Heh,you're making sense today....a few people here live in reality....some might consider themselves above the others because they are widowed not divorced.I would much rather hear a frank admission from a woman as to why things went sideways....when you hear people talk like there is no excuse I can only see a very self centered person....or grandstanding.
 statemachine500
Joined: 8/25/2011
Msg: 47
Would you date someone who admitted to previous affairs
Posted: 7/2/2012 3:14:45 PM

Including those of us whose dear friends and family members -- plural -- are now at the age of 45+ living with herpes.

Courtesy of spouses' adultery.


I know somebody that went through this as well.She stopped being interested in sex and didn't look after him.Now separated and I don't believe she seriously will date any man again.Age 57.
 notdating-forumsonly
Joined: 4/6/2012
Msg: 48
Would you date someone who admitted to previous affairs
Posted: 7/2/2012 3:39:32 PM

If the person explained that the reason their previous monogamous relationship (marriage) ended was because s/he had long ago stopped loving, honoring and cherishing their partner, is that a deal breaker?


Yes, because they had the full opportunity to get counseling or get out of the relationship knowing how they felt if they tried to resolve it fully.

Yes, it would be a deal breaker for me.
 boaterguy7
Joined: 5/24/2011
Msg: 49
Would you date someone who admitted to previous affairs
Posted: 7/2/2012 7:39:32 PM
It would be a show-stopper for me.
 statemachine500
Joined: 8/25/2011
Msg: 50
Would you date someone who admitted to previous affairs
Posted: 7/2/2012 7:52:26 PM

If the person explained that the reason their previous monogamous relationship (marriage) ended was because s/he had long ago stopped loving, honoring and cherishing their partner, is that a deal breaker?


Yes, because they had the full opportunity to get counseling or get out of the relationship knowing how they felt if they tried to resolve it fully.
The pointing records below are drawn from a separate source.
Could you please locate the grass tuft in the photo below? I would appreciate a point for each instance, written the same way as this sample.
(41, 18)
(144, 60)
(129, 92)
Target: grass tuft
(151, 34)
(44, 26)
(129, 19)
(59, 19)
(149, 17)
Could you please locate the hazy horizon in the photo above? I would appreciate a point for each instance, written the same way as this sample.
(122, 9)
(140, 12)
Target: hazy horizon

Yes, it would be a deal breaker for me.


So much idealism.Maybe the hippies are here too.

Who says both would agree to counseling?Maybe one had a hidden alcohol problem.Maybe keeping everything right side up for the kids and the elderly parents was more important.Maybe the other partner was having,or had an affair and things just were not real.There could be many reasons and I know one thing for sure.Both sides are vulnerable and it happens all the time.Anybody that says otherwise has just never been there.